M.P. Que signifie être mère pour toi ?

A.J. C’est le plus beau des cadeaux et la plus grande des responsabilités. Ça veut dire faire tout ce que tu peux pour vivre à la hauteur de tes valeurs et essayer d’être un exemple pour tes enfants.

M.P. Leur adolescence te fait peur ?

A.J. Pas du tout. En tant que parent, tu t’inquiètes, c’est inévitable. Tu dois à la fois les protéger et leur permettre de déployer leurs ailes. Mais je suis réellement impressionnée par leur force, et j’adore quand ils disent ce qu’ils pensent.

M.P.Tu penses qu’il existe une force commune aux mères, qui pourrait servir de base pour trouver des solutions aux conflits et aux impasses politiques – lesquels ne font que s’aggraver ?

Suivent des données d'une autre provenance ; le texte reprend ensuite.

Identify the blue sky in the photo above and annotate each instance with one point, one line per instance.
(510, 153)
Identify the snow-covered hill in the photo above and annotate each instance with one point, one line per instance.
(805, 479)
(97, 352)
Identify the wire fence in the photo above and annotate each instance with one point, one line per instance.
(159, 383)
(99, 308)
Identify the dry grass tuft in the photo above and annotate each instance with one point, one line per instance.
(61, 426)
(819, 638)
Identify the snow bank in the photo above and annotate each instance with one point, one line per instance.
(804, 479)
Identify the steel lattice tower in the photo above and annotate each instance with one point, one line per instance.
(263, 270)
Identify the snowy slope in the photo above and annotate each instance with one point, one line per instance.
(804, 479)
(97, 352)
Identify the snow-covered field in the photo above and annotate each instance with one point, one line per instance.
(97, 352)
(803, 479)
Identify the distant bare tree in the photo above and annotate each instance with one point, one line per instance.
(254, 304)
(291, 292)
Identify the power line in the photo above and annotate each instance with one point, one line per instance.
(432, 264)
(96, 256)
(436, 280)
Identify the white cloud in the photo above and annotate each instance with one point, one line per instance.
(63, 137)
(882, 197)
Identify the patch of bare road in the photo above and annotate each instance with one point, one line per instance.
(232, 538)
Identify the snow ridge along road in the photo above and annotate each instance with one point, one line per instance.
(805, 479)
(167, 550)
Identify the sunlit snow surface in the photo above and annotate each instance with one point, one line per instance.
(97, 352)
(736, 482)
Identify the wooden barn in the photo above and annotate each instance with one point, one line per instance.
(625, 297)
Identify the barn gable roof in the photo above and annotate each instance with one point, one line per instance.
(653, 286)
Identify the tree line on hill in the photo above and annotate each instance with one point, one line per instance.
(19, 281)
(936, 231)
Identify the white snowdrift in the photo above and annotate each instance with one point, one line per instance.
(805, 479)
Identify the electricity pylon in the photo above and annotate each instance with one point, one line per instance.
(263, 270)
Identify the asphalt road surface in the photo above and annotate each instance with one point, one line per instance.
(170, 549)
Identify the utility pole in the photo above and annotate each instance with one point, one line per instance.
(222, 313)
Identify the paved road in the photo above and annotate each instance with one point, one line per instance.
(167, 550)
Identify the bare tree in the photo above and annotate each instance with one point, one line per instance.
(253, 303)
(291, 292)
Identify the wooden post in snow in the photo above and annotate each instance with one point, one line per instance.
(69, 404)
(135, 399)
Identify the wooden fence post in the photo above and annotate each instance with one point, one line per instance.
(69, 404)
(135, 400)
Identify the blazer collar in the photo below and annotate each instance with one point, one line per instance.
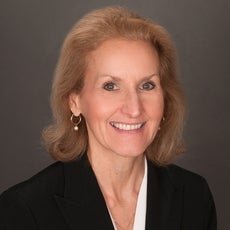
(83, 205)
(164, 199)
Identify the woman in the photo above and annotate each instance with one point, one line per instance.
(118, 118)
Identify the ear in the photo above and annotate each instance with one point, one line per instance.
(74, 104)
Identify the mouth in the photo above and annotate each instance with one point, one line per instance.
(127, 127)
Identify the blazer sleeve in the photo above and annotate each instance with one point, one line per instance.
(210, 209)
(14, 213)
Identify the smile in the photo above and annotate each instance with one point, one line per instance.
(127, 126)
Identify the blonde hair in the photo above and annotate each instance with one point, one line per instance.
(65, 144)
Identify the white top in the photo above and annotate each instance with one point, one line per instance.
(140, 214)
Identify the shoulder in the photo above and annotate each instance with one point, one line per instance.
(191, 183)
(48, 181)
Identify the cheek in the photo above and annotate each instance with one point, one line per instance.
(155, 107)
(95, 108)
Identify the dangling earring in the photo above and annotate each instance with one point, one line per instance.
(76, 121)
(163, 119)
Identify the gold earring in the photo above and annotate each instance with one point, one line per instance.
(76, 120)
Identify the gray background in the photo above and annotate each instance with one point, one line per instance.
(31, 33)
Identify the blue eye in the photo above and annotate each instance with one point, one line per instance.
(110, 86)
(147, 86)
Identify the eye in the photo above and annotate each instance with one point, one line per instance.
(147, 86)
(110, 86)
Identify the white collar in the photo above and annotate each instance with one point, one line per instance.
(140, 214)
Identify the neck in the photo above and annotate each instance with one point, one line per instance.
(119, 177)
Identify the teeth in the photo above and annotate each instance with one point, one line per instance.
(126, 126)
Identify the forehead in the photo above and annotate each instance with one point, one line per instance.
(120, 56)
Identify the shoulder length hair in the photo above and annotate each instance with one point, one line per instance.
(65, 144)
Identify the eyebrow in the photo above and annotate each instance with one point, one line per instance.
(116, 78)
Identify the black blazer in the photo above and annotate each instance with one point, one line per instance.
(66, 196)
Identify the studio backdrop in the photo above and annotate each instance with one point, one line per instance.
(31, 34)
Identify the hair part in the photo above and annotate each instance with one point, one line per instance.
(65, 144)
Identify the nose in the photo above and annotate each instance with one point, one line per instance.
(132, 104)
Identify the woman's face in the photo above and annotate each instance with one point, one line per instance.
(122, 99)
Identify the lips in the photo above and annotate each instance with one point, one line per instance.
(127, 127)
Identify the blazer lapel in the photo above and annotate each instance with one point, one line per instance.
(164, 200)
(83, 205)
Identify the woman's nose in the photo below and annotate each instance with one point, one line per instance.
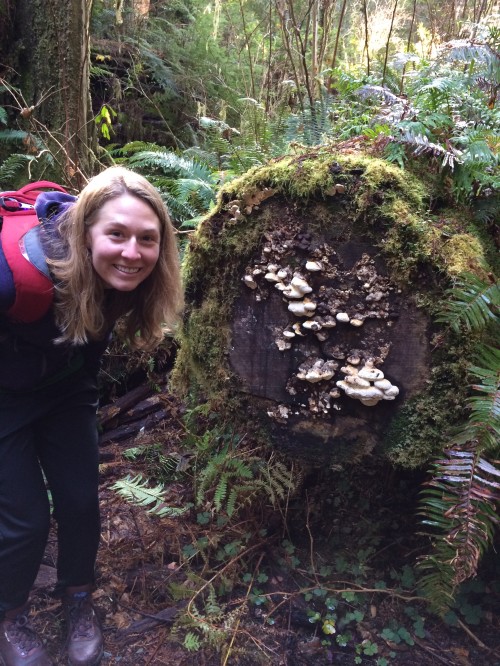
(131, 249)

A.J. À mon avis, il serait totalement faux de penser que c’est parce que nous sommes parents que la paix nous concerne davantage. La paix est un désir inné chez l’être humain. Mais c’est aussi une réalité factuelle et absolue, que, à travers l’Histoire, les femmes ont été exclues des négociations pour la paix. Et c’est encore souvent le cas. Il faut qu’on arrive à changer cela. Ce n’est pas une question de femmes qui prendraient le pouvoir sur les hommes non plus. Il s’agit plutôt d’équilibre et de sagesse, de travailler ensemble dans la société afin que tous et toutes puissions équitablement participer aux prises de décision et construire l’avenir de nos pays.

M.P. La maternité a longtemps été considérée comme un sacrifice : on donne sa vie pour ses enfants. Tu crois que c’est toujours le cas ?

A.J. Je ne vois pas la maternité comme un sacrifice. Pour moi, c’est un privilège.

M.P. Comment vois-tu le renouveau de l’engagement féministe aux États-Unis ?

A.J. Je pense qu’il y a un renouveau de l’activisme en général, dans le monde entier, pas seulement aux États-Unis. Les gens semblent devenir plus conscients de l’importance de la politique. Ils veulent faire entendre leur voix dans les choix qui les concernent, ou qui influent sur la façon dont leur pays traite le reste du monde. Nous avons besoin de cet esprit internationaliste.

M.P. Quels sont tes projets ?

A.J. Mon travail et mes déplacements sont limités en ce moment, pour des raisons personnelles. Mais j’attends avec impatience notre prochain voyage autour de la Journée mondiale des réfugiés, le 20 juin. Nous partons en Afrique. Et les enfants adorent ce continent. Je pense qu’il est important de leur montrer le monde en cette période particulière. Dans la vie, on est très souvent amenés à n’être concentré que sur soi-même, et je crois qu’une vision plus large des choses est fondamentale. Le 20 juin, nous serons en compagnie de réfugiés et de membres des Nations unies. J’irai aussi sur le terrain pour documenter le rôle des militaires dans la prévention et la répression des violences sexuelles comme arme de guerre. Et puis, je vais aussi continuer à enseigner à la London School of Economics (LSE).

M.P. Le monde que nous devons transmettre à nos enfants peut faire peur. comment partages-tu ton engagement politique avec eux ?

A.J. J’essaie de leur montrer l’exemple, pour qu’ils soient attentifs aux autres, qu’ils se montrent responsables. Je les aide aussi à acquérir une vision plus large du monde. Mais je ne connais qu’une façon de les élever : c’est de les écouter. C’est peut-être ce qu’un parent peut faire de plus important. Mes enfants sont résilients, mais ils restent des enfants. Ils ont autant besoin d’aide pour comprendre les dures réalités de la vie que de ce qui est vital à tous : l’amour et la protection.